Although as a hosting provider Monkhouse has a vested interest, his point that anything built by the public sector is more expensive does highlight the lack of coherence in the government when it comes to data centers.

Building a data center is a highly specialist and expensive undertaking.

With thousands of under-occupied data centers across the country, the G-Cloud strategy should take advantage of this cheap capacity. To do otherwise is to go against the principles of cloud computing.

“This route avoids capex and provides flexibility and scalability on a pay-as-yougrow basis,” said Monkhouse. “Owning your own data center cannot possibly deliver those benefits. Economies of scale mean a professional data center organisation provides a much more costeffective solution.”

Sarah Burnett, senior researcher at analyst the Butler Group defended the NHS’s inhouse approach. “If it rents the capacity, would it be secure?” said Burnett. However, she said that government strategy could profitably use secure hosts. “The concept of using spare capacity is correct, and we should all think that way.”

SECURITY CONCERNS
After the recent mainstream media coverage that greeted the idea of patient records being stored in Google or Microsoft data centers, it is obvious that government data center security could be a political hot potato in years to come.

Martin Vickery, Spirent Communications marketing manager, says procurement mistakes will be pounced on, but security will be an even bigger concern for the government. “Fewer data centers and growing volumes of data will just mean bigger data movements, bigger data losses and diminishing public trust,” he said.

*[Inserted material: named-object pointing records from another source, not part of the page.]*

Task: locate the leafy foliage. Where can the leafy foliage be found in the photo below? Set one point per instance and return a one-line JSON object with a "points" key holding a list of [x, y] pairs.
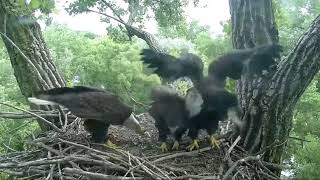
{"points": [[101, 62]]}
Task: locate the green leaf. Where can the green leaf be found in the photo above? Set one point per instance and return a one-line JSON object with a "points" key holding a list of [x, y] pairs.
{"points": [[35, 4]]}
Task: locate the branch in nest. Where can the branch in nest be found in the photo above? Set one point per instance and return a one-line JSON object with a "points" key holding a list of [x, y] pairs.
{"points": [[35, 115], [237, 163], [92, 175], [192, 153]]}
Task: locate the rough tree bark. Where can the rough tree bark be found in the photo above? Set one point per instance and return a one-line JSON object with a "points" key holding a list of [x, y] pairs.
{"points": [[29, 56], [268, 102]]}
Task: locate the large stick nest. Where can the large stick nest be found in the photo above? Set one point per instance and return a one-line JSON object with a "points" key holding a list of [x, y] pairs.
{"points": [[69, 154]]}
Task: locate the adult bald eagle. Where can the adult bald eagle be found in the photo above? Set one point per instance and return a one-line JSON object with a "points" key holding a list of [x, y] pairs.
{"points": [[99, 108], [170, 114]]}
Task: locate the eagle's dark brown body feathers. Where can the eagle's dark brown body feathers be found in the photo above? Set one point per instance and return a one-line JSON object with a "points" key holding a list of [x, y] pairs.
{"points": [[99, 108]]}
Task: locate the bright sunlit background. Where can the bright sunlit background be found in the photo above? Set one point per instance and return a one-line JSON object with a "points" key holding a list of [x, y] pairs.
{"points": [[208, 12]]}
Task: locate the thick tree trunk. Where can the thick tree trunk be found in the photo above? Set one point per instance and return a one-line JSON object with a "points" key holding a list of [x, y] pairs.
{"points": [[268, 102], [29, 56]]}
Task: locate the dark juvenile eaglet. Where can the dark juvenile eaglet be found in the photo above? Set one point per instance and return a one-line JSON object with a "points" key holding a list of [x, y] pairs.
{"points": [[208, 102], [171, 68], [168, 110], [99, 108]]}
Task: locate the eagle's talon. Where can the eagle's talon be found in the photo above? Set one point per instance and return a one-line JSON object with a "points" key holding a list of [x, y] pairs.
{"points": [[109, 144], [214, 142], [193, 145], [175, 145], [164, 147]]}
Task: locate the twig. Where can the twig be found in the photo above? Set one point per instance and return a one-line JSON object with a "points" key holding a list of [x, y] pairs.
{"points": [[196, 177], [24, 56], [299, 139], [34, 163], [41, 118], [192, 153], [93, 150], [230, 170], [92, 175], [40, 144]]}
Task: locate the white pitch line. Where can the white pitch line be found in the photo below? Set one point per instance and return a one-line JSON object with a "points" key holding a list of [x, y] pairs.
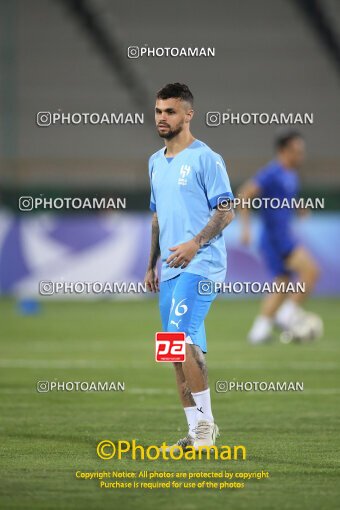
{"points": [[169, 391], [79, 364]]}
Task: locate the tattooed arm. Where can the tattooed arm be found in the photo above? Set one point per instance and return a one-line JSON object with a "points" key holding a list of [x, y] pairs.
{"points": [[151, 276], [185, 252]]}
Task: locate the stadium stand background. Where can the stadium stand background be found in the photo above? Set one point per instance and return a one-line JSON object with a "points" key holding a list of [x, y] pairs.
{"points": [[71, 55]]}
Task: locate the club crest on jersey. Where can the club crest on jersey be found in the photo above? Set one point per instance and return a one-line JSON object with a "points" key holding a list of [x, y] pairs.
{"points": [[184, 172]]}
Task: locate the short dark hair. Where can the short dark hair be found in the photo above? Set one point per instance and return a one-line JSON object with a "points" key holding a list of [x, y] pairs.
{"points": [[176, 90], [285, 137]]}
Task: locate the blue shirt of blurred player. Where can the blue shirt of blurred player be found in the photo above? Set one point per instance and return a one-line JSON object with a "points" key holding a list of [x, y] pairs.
{"points": [[277, 238]]}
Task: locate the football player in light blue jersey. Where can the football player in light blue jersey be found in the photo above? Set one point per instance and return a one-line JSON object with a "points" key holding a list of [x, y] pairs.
{"points": [[189, 184]]}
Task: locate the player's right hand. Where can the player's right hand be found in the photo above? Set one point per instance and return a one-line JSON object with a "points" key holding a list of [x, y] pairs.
{"points": [[151, 280]]}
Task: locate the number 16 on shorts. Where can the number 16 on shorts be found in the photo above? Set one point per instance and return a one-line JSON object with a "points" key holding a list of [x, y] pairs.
{"points": [[170, 346]]}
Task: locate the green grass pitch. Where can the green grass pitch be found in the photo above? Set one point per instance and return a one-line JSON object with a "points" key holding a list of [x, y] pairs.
{"points": [[46, 438]]}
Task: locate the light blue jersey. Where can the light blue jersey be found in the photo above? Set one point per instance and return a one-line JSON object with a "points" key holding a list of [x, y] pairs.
{"points": [[184, 193]]}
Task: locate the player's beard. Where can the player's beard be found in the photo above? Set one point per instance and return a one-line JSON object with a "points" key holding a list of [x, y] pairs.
{"points": [[169, 135]]}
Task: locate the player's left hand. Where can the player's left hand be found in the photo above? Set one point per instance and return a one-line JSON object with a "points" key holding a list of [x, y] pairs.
{"points": [[182, 254]]}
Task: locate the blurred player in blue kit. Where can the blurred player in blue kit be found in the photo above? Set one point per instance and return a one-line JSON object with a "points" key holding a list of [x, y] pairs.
{"points": [[282, 252], [187, 181]]}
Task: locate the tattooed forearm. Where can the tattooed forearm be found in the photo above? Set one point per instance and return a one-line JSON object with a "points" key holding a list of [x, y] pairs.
{"points": [[216, 224], [154, 250]]}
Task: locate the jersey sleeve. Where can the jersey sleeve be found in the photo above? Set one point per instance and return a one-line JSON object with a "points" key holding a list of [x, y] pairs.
{"points": [[216, 180], [152, 194]]}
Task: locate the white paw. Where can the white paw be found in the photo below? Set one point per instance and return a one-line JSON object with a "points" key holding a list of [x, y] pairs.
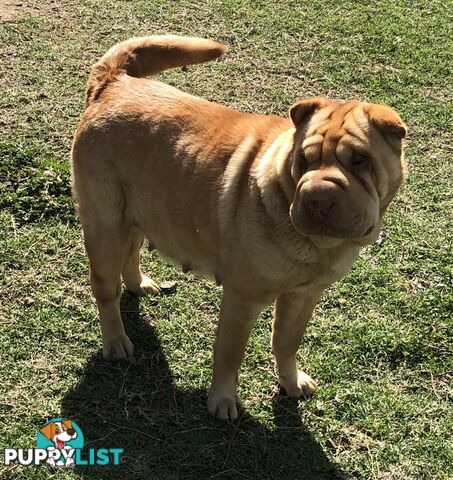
{"points": [[302, 386], [118, 348], [224, 407], [147, 286]]}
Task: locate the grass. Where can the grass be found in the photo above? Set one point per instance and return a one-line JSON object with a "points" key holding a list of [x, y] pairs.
{"points": [[380, 343]]}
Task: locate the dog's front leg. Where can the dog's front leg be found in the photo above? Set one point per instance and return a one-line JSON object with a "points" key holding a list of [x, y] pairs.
{"points": [[237, 316], [292, 312]]}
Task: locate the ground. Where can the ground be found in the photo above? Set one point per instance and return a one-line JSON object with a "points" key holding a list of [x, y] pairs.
{"points": [[380, 342]]}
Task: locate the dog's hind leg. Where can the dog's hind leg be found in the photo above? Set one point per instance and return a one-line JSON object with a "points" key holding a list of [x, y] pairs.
{"points": [[106, 241], [134, 279]]}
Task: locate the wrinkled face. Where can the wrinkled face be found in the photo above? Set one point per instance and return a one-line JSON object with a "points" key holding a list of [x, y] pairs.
{"points": [[348, 166]]}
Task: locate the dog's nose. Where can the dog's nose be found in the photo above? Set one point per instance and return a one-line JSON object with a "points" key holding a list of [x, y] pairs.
{"points": [[319, 208]]}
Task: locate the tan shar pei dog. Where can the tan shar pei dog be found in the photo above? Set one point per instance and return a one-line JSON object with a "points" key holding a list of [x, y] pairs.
{"points": [[274, 209]]}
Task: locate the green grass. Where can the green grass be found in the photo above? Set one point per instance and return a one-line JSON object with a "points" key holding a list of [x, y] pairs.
{"points": [[380, 343]]}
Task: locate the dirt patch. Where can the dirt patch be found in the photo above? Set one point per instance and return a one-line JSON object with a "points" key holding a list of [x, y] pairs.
{"points": [[10, 10]]}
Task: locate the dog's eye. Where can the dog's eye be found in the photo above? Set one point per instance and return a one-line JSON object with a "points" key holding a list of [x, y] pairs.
{"points": [[360, 160]]}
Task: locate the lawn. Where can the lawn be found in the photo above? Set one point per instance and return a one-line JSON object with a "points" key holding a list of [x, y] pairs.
{"points": [[380, 343]]}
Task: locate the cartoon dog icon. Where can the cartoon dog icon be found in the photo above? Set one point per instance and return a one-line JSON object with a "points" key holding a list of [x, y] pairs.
{"points": [[59, 433]]}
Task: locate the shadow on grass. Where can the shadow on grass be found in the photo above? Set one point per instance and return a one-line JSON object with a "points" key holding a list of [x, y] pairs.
{"points": [[166, 432]]}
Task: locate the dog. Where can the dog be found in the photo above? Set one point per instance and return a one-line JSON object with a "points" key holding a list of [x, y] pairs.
{"points": [[275, 209], [59, 433]]}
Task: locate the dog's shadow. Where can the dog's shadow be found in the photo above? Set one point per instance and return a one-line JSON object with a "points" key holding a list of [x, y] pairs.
{"points": [[166, 432]]}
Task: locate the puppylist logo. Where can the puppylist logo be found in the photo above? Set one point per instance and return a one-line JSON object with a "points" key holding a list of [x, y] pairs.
{"points": [[59, 443]]}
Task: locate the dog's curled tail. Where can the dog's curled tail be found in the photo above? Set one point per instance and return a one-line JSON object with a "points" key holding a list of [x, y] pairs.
{"points": [[140, 57]]}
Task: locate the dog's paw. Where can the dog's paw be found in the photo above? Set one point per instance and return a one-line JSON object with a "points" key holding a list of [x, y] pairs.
{"points": [[147, 286], [224, 407], [303, 386], [118, 348]]}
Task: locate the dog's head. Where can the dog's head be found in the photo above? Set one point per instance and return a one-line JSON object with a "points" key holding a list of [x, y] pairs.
{"points": [[347, 164], [59, 432]]}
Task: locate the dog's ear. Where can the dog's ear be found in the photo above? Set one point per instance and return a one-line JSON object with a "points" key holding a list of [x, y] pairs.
{"points": [[385, 119], [303, 109], [49, 430], [67, 423]]}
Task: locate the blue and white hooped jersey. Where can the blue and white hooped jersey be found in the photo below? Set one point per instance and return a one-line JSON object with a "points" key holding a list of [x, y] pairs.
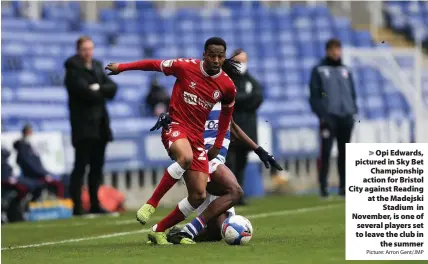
{"points": [[210, 133]]}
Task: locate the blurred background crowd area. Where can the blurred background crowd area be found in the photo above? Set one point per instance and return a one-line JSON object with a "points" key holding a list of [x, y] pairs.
{"points": [[283, 39]]}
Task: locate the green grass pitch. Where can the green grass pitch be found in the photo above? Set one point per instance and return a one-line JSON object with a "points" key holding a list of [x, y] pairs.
{"points": [[295, 230]]}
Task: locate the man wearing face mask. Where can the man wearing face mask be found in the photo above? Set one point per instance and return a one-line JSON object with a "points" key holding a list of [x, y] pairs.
{"points": [[333, 100], [88, 89], [249, 97]]}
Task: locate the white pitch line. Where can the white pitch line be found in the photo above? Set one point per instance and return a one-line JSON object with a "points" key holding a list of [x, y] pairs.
{"points": [[263, 215]]}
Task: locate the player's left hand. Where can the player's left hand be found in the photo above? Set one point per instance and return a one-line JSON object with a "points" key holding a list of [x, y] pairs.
{"points": [[213, 153], [163, 121], [113, 68], [267, 158]]}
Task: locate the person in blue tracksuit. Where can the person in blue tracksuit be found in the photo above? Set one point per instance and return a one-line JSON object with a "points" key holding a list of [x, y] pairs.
{"points": [[333, 99]]}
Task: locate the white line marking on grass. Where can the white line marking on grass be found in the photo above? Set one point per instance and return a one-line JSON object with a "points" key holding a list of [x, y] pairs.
{"points": [[254, 216]]}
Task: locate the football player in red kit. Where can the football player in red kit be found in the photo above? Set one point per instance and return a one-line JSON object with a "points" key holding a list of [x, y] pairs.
{"points": [[199, 86]]}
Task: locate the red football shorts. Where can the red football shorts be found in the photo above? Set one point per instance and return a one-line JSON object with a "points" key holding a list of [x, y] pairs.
{"points": [[200, 158]]}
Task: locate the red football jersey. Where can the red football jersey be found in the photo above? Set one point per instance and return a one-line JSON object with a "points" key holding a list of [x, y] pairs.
{"points": [[195, 92]]}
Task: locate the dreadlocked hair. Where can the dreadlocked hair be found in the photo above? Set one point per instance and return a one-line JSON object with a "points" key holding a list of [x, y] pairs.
{"points": [[231, 66]]}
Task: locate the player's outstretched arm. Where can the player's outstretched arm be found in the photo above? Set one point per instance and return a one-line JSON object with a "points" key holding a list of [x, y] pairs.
{"points": [[240, 135], [168, 67], [267, 158]]}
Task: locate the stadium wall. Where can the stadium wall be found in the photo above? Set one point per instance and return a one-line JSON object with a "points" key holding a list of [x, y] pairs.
{"points": [[135, 165]]}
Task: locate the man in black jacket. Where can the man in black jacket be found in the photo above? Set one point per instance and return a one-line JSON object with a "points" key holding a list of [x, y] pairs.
{"points": [[88, 89], [249, 97], [333, 100]]}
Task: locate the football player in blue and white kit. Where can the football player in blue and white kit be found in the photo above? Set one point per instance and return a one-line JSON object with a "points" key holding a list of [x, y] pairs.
{"points": [[223, 190]]}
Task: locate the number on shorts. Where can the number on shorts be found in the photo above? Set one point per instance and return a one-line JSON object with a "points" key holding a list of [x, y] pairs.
{"points": [[202, 156]]}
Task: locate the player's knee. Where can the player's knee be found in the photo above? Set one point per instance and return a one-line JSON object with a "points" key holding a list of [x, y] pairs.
{"points": [[197, 198], [236, 192], [185, 160]]}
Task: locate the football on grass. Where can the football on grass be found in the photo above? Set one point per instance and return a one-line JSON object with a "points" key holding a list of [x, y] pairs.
{"points": [[236, 230]]}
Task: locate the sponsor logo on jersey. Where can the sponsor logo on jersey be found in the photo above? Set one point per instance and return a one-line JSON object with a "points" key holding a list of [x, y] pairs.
{"points": [[345, 73], [167, 63], [211, 125], [191, 99], [216, 94]]}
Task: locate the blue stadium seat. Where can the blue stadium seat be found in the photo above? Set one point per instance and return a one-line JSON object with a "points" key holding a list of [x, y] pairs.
{"points": [[283, 45]]}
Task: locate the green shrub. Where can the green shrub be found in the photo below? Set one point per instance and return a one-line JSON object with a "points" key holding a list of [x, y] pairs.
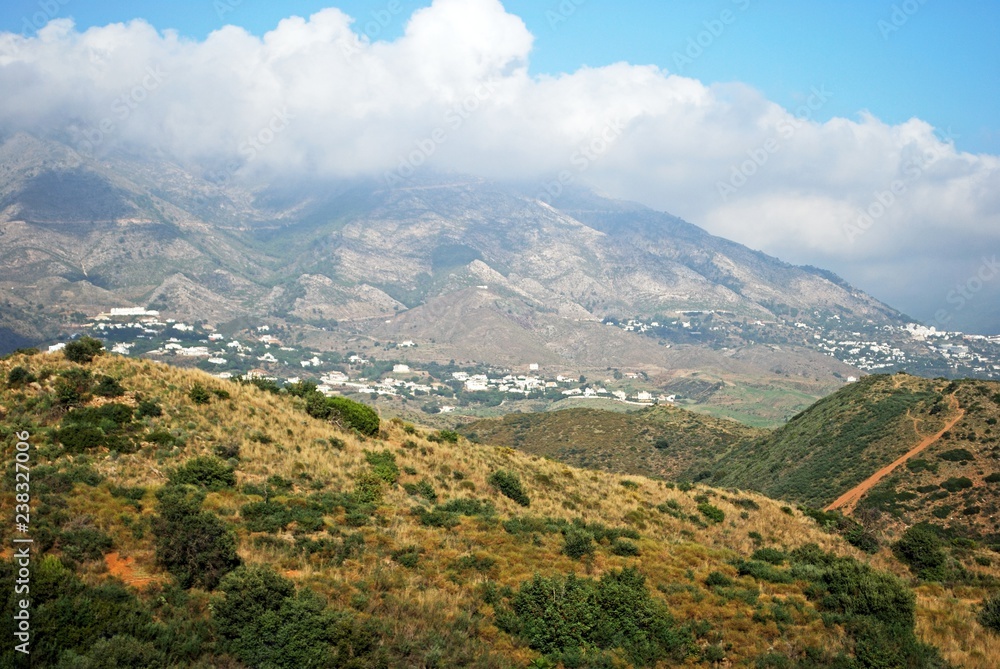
{"points": [[509, 485], [763, 571], [770, 555], [477, 562], [957, 455], [266, 516], [193, 545], [84, 544], [713, 513], [448, 436], [19, 376], [368, 488], [79, 438], [422, 488], [578, 544], [989, 614], [468, 506], [83, 350], [383, 465], [565, 617], [199, 394], [207, 471], [955, 484], [352, 415], [108, 387], [624, 548], [921, 550], [148, 408], [718, 579], [407, 556]]}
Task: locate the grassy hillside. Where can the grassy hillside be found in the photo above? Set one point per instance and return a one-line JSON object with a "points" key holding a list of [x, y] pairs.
{"points": [[658, 441], [184, 521], [839, 441], [829, 449]]}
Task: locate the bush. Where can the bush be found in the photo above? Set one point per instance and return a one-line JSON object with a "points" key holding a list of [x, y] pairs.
{"points": [[199, 394], [422, 488], [578, 544], [193, 545], [383, 465], [509, 485], [208, 472], [561, 617], [713, 513], [718, 579], [955, 484], [770, 555], [921, 550], [353, 415], [624, 548], [148, 408], [19, 376], [108, 387], [989, 615], [83, 350], [957, 455], [264, 623], [763, 571]]}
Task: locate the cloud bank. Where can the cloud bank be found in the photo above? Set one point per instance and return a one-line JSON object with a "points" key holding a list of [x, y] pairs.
{"points": [[896, 209]]}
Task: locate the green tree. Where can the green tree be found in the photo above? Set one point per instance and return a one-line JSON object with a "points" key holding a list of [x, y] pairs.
{"points": [[920, 548]]}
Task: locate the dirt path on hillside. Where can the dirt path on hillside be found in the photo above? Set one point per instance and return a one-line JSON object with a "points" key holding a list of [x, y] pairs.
{"points": [[849, 500]]}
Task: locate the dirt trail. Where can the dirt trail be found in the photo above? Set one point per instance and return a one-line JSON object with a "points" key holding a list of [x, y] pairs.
{"points": [[849, 500], [124, 568]]}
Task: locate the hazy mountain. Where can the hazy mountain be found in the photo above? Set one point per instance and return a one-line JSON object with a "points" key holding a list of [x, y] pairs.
{"points": [[87, 234]]}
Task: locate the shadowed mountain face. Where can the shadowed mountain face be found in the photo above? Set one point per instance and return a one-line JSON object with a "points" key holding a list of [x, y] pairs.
{"points": [[81, 236]]}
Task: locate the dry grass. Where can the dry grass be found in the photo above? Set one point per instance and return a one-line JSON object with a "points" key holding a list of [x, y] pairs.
{"points": [[676, 555]]}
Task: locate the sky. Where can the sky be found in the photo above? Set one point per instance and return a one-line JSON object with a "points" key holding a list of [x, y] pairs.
{"points": [[859, 136]]}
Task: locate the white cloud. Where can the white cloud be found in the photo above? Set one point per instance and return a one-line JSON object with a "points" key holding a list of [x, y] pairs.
{"points": [[454, 92]]}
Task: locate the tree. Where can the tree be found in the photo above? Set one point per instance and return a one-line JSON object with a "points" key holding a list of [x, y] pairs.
{"points": [[920, 548], [193, 545]]}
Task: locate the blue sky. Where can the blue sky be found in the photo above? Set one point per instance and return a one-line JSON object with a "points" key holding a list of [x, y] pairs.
{"points": [[942, 64]]}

The public sector has inherent problems that need to be addressed, argued Paul Wooding, head of public sector at NetApp. “There are systemic problems with the way in which government stores and accesses data, and ultimately it is information governance and the government’s information management policies that are both the weakness and opportunity here,” he said.

This is a massive architectural challenge, he warned, and it is made worse as the entire IT industry approaches it with a vested interest. “Unless the government is prepared to approach its designs from a first principles basis, it will never overcome the legacy and inadequacies of first-generation system components that are still holding data today,” said Wooding.

But who in government has the knowledge to make an unbiased, informed choice?

“At 50,000 feet the government’s goal makes perfect sense, but many government departments are so far from being able to migrate to shared infrastructure that moving to it is, at best, an aspiration right now, and a pipe dream at worst,” said analyst Gary Barnett, a partner at The Bathwick Group. “Many public sector organisations need help in counting the number of servers they have, let alone getting onto the cloud.”